Of course not. It was a bad 10 minutes of my morning. And then I got over it.

The mess was cleaned, I kissed my children goodbye and told them I loved them and it will be an amusing story to giggle over later on.

The key is to acknowledge, but not dwell.

Name that feeling. Normalize it. Remind yourself, this moment of irritation does not define me as a mother.

I can love my child but still wish I didn’t have to deal with this moment.
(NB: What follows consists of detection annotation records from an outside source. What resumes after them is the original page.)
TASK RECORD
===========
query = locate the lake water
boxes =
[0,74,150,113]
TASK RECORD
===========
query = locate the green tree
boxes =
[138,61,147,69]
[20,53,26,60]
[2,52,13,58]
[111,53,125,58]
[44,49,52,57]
Am I wishing away my child? Am I wishing they were never born, or that I wasn’t a mother?

HELL NO.

I’m wishing I didn’t have a stream of milk curdling on my linoleum! I’m wishing I wasn’t on my hands and knees trying to tackle my soaking wet dog so I can try and scrub his ears off before it hardens and I’m smelling cheese for the next week.

So I’ll grumble and curse and glare at the mess, maybe raise my voice and sigh gustily with the passive aggressive beleaguered tone handed down from generation to generation of mothers. And then I’ll move on. Because this moment will pass. My irritation will pass. I might not even think about this in a week, a month, definitely not in a year. But for now, I am allowed to feel that anger because it is justified and valid, and I will give myself that right to have a feeling, here, right now, without judgment. Then I will move on.

Embrace the dialectical thinking: that something can be two things at once and both can be true.

You do not have to love every single second of parenting to still love being a Mom. You don’t have to love every action your child does in order to still love them.

But you DO have to be kind to yourself and not judge every emotion and thought you have.

What you feel is real Mamas. And it’s OK. Feel it. Name it. Live it. Don’t judge it. And then let it go when it no longer serves you.

You can cry over spilled milk. Trust me. I’ve been there.